Last updated: April 19, 2012
Gene Linked to Developmental Syndrome in Old Order Amish Identified by NIH Scientists
Discovery Marks First Description of Human Disorder Caused by Mutation Affecting "Protein Cage" Molecule
BETHESDA, Md. - Scientists at the National Human Genome Research Institute (NHGRI) of the National Institutes of Health and the University of Michigan Medical Center in Ann Arbor have identified an altered gene responsible for a rare developmental syndrome found predominantly among the Old Order Amish population.
Called McKusick-Kaufman syndrome, or MKS, the condition is the first human disorder to be attributed to a mutation in a gene affecting a type of molecule called a chaperonin, the researchers report in the May issue of the journal Nature Genetics. Chaperonins are sometimes called "protein cages:" They protect cells by capturing and refolding misshapen proteins that could otherwise interfere with normal cellular functions.
Females with MKS are affected by hydrometrocolpos (accumulation of fluids in the uterus and vagina). Both males and females have a form of polydactyly (the presence of extra fingers or toes) and congenital heart disease.
The disorder is most serious in female infants in whom the hydrometrocolpos can cause death because of lung compression complications.
MKS is inherited in a recessive pattern, meaning that a child must inherit two altered genes, one from each parent, to be affected. Between one and three percent of the Amish people of Lancaster County, Pennsylvania are believed to be unaffected carriers of the disease, having just one copy of the altered gene.
In their study, the researchers looked at a region of chromosome 20 that they knew contained the gene responsible for the syndrome, based on earlier genetic analysis of the Old Order Amish population. A technique called sample sequencing was then used to find candidate genes in that region. One of those genes, dubbed MKKS, was altered in a sample from an Amish patient as well as in a sample from a non-Amish patient diagnosed with MKS. In both people, "misspellings" in the genetic code were found that would disrupt the function of the MKKS gene.

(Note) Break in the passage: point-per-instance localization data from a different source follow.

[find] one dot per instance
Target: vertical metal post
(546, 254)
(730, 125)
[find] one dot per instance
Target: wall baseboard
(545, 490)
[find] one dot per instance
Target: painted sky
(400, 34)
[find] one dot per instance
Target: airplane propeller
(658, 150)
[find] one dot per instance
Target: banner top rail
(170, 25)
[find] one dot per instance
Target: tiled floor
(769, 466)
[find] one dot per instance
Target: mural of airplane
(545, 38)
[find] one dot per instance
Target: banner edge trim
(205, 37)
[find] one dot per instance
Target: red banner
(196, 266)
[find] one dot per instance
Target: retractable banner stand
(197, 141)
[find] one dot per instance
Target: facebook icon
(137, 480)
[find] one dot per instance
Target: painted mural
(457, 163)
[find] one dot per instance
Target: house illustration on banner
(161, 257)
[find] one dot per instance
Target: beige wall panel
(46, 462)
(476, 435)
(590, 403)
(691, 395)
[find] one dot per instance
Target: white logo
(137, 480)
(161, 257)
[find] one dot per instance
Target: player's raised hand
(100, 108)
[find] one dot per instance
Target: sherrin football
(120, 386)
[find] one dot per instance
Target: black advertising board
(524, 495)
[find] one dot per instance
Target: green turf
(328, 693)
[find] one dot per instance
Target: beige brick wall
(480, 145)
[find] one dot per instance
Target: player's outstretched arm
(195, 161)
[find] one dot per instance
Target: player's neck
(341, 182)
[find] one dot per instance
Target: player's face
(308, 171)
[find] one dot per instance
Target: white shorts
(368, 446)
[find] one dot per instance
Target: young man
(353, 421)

The researchers noted that the amino acids coded by the MKKS gene appeared very similar to those that make up the chaperonin family of proteins. Remarkably, the most similar gene to MKKS is a gene found in an ancient heat-loving bacterium, Thermus acidophilus. Although the function of the protein made by the MKKS gene is unclear, the researchers say that it may be involved in the processing of other proteins in the development of limbs, the heart and reproductive system.
"The MKKS gene mutations suggest that protein integrity may be critical to developmental processes," said Dr. Leslie Biesecker, senior author of the study and head of the human development section in the NHGRI's genetic disease research branch.

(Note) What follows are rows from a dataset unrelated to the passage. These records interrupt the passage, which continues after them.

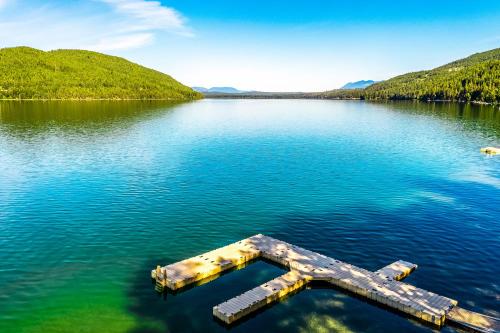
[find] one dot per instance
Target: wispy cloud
(122, 42)
(150, 15)
(99, 25)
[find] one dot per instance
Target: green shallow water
(93, 195)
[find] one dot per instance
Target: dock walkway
(383, 286)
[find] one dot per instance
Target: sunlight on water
(95, 194)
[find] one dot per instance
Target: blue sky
(261, 45)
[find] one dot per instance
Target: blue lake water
(93, 195)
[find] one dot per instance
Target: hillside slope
(27, 73)
(475, 78)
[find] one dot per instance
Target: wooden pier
(383, 286)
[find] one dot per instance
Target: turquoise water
(93, 195)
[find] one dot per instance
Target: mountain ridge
(29, 73)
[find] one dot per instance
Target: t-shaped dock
(383, 286)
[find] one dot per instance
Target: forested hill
(27, 73)
(475, 78)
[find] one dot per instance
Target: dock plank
(383, 286)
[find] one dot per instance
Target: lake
(93, 195)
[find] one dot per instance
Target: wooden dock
(383, 286)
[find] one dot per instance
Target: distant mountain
(475, 79)
(358, 84)
(224, 90)
(27, 73)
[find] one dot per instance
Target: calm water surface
(94, 194)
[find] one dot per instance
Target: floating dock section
(383, 286)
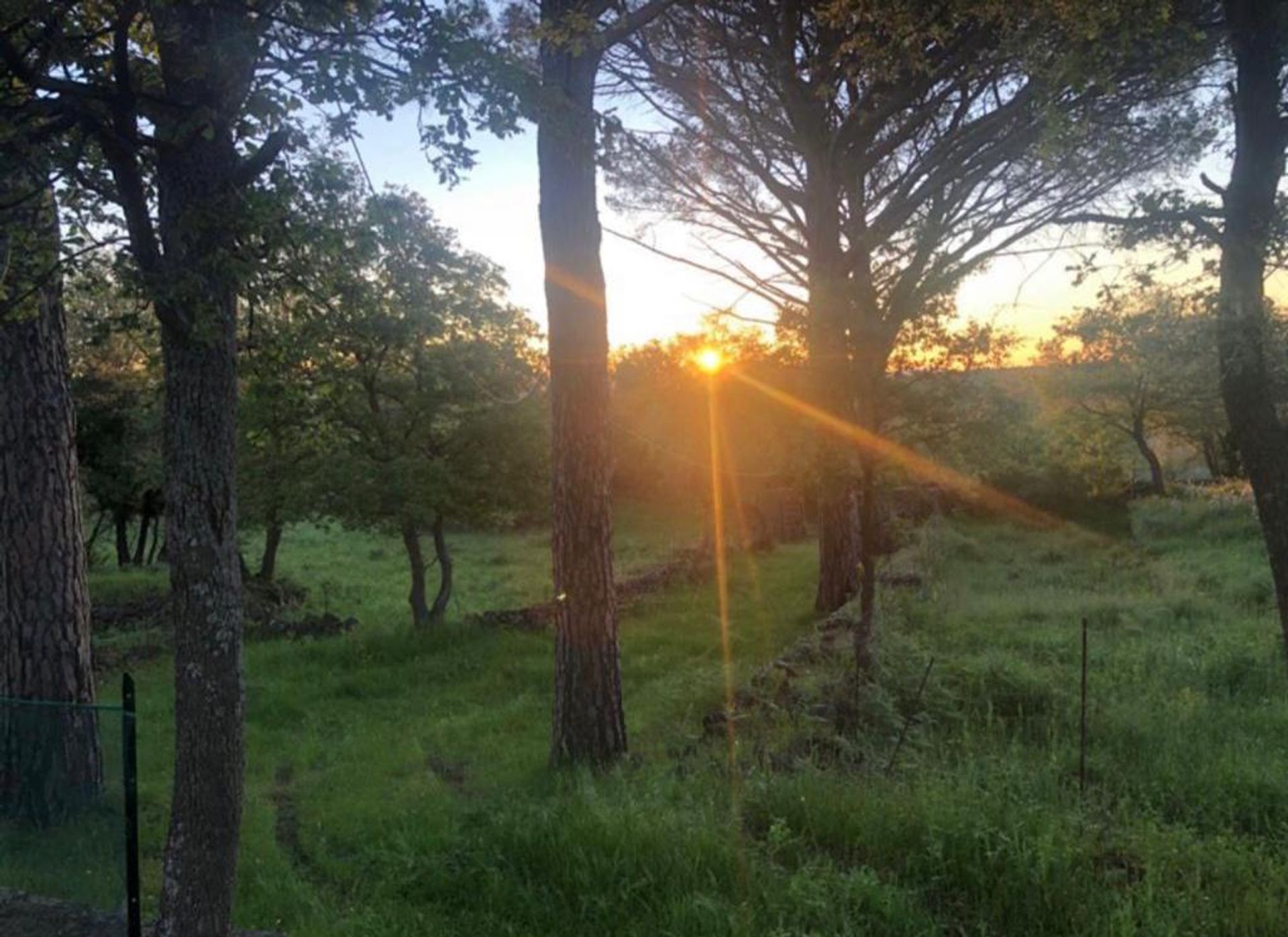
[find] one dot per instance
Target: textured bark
(1256, 30)
(837, 505)
(445, 573)
(417, 568)
(1157, 482)
(589, 724)
(193, 281)
(49, 759)
(833, 381)
(268, 559)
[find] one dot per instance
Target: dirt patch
(286, 823)
(30, 916)
(137, 614)
(308, 626)
(452, 774)
(113, 659)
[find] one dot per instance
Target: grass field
(398, 783)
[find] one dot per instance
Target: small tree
(1134, 364)
(423, 378)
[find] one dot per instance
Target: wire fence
(68, 805)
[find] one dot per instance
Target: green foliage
(116, 385)
(421, 802)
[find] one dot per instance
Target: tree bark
(121, 522)
(1157, 482)
(49, 759)
(195, 296)
(417, 565)
(141, 546)
(438, 613)
(272, 541)
(93, 539)
(1255, 30)
(833, 380)
(589, 724)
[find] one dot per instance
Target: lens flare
(708, 360)
(922, 467)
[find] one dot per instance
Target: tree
(411, 368)
(589, 725)
(1132, 364)
(1257, 32)
(44, 598)
(280, 429)
(173, 110)
(1246, 223)
(116, 386)
(873, 156)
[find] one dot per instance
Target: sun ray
(722, 581)
(922, 467)
(745, 533)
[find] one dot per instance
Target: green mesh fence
(67, 832)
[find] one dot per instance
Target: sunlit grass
(415, 765)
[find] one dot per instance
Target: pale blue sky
(495, 213)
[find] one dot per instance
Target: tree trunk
(272, 541)
(196, 301)
(121, 522)
(831, 379)
(141, 546)
(1256, 29)
(1157, 483)
(417, 564)
(438, 613)
(93, 539)
(49, 759)
(156, 540)
(589, 724)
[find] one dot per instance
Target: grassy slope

"By studying these rare or so-called orphan diseases, we learn more about both normal and abnormal human development," he added. "We are grateful to the Amish families who assisted us to find this gene. It is hoped that we can develop a screening process for carrier couples so that their pregnancies can be monitored for hydrometrocolpos by ultrasound. Affected girls could be delivered in a setting that would allow rapid surgical correction that could be life saving."